Foreign Affairs Minister Nikos Dendias spoke of the necessity of a united front by Greek political forces and society that will allow Greece to face its challenges successfully in the future, in an interview to Action24Press published on Saturday.
“As Greeks, it is necessary to be of the same mind, to have a sense of where the country should head” in terms of future progress, Dendias said. If this happens, “then Greece will have the necessary human resources to face any challenge, regardless of its extent,” otherwise “there will be a great problem,” he said. Along these lines, he noted, the government has tried to create a political climate of national communication and mutual understanding with other parties, by briefing them regularly and explaining the reasons for actions. “This is a model we can convey to society” as well, he said.

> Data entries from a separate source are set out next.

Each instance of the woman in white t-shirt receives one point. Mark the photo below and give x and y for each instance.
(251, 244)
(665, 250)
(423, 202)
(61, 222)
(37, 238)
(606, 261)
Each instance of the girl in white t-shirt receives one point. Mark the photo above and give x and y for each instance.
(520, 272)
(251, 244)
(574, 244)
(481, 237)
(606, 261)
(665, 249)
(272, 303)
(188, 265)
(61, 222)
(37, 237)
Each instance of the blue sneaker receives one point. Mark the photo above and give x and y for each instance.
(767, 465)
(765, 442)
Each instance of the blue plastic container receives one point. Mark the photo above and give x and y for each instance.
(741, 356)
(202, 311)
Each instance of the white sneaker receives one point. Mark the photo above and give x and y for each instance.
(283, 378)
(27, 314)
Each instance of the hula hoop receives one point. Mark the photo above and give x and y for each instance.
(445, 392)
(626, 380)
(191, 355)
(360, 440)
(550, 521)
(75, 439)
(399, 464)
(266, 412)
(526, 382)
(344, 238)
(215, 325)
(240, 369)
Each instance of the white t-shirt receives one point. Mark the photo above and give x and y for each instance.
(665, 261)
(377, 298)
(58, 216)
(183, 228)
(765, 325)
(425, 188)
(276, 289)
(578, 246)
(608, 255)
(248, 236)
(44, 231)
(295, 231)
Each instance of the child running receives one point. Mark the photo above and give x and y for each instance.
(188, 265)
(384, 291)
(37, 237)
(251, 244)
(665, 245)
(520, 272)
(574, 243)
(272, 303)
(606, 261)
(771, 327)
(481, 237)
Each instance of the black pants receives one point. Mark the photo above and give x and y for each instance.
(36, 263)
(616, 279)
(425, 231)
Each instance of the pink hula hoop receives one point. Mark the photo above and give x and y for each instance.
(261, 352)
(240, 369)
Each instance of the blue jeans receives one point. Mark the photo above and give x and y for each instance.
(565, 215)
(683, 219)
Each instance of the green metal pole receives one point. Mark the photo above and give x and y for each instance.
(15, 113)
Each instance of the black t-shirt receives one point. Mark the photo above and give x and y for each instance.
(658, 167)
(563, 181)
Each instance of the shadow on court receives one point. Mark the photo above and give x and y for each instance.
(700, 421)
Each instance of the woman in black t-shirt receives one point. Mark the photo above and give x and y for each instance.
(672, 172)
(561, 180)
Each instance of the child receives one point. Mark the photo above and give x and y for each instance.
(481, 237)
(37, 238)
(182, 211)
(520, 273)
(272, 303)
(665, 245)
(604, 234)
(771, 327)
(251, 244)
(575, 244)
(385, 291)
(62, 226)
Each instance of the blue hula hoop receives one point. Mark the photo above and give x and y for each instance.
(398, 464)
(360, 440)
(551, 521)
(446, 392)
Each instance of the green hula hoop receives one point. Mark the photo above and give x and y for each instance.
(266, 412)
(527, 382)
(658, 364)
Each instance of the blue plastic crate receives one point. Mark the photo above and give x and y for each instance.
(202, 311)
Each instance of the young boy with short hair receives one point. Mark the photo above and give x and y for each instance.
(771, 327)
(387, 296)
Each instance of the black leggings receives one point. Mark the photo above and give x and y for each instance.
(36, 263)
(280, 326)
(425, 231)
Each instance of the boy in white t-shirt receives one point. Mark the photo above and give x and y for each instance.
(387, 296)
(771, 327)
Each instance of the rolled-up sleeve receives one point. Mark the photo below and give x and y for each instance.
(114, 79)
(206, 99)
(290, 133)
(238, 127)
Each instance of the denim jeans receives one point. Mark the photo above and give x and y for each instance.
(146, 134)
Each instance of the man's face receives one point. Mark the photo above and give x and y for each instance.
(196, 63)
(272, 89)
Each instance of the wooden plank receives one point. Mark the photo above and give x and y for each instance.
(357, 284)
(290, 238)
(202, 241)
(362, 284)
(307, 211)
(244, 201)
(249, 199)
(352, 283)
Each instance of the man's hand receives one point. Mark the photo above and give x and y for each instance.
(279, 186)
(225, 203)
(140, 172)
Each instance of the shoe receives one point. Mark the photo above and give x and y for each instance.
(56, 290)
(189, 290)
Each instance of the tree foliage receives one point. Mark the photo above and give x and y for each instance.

Dendias spoke also of relations with neighboring Turkey, and of Greece’s foreign policy line not to turn disagreements into personal attacks but to react calmly within the framework of International Law. “We are not an expansionist country, we claim nothing of anyone, we want a European framework, a space of democracy and protection of human rights,” he explained, adding that respecting human beings is the optimal for Greek society. He expressed the hope that one day Turkish society would also reach the same conclusion.
Commenting on the so-called Turkish-Libyan marine zone memorandum, which he said was without legal merit, the Greek FM noted that it signaled a great threat for Greece to be cut off from the sea. The event led to a change in foreign policy, a maturation point shared to a degree by Greek society. This realization led to the understanding that Greece had to develop a more complex way of dealing with issues, beyond the simplistic “I disagree with Turkey” and “I am right, and the international community will award me my rights.”
Dendias reiterated Greece’s support of an independent European defense force. Greek society should have the confidence that Greece can defend its sovereignty on its own, if necessary, without this meaning it will not also be expanding its network of alliances as widely as possible.
Among other issues he raised, Dendias said that it would be difficult for Russia to overturn the climate it has created and convince smaller countries around it that it does not threaten them, and he expressed little hope of the current leadership making such an effort.
He also spoke of the efforts by the Foreign Affairs Ministry to promote investments, “trying to introduce as many good foreign practices as possible, and to bring the country in contact with investment destinations.” He cited the economic relations Greece has built with Israel and the United Arab Emirates as examples, saying that “All these are important results of a policy that sees beyong the narrow zone of ‘Turkey’ or ‘North Macedonia’ or ‘Albania’.”
In terms of the Western Balkans, he said that incorporating the region safely into the European Union is in Greece’s long-term interest, despite the challenges of bringing the countries of the region within the European framework. Greek society’s historic mission is to help these countries become part of Europe, he underlined, and Greece must focus on the greater picture at large rather than on smaller disagreements. These countries will find it challenging to build up their economies, democracy, and institutions outside the EU, Dendias noted.
Greece’s foreign policy must be extensive and work at several levels, one of which should be the protection of the environment and the marine environment in particular, Dendias said, referring to Greece’s hosting of “Our Ocean Conference,” a US initiative, that serves both the seas of the planet and Greece’s national interests by providing a framework of protecting the open seas.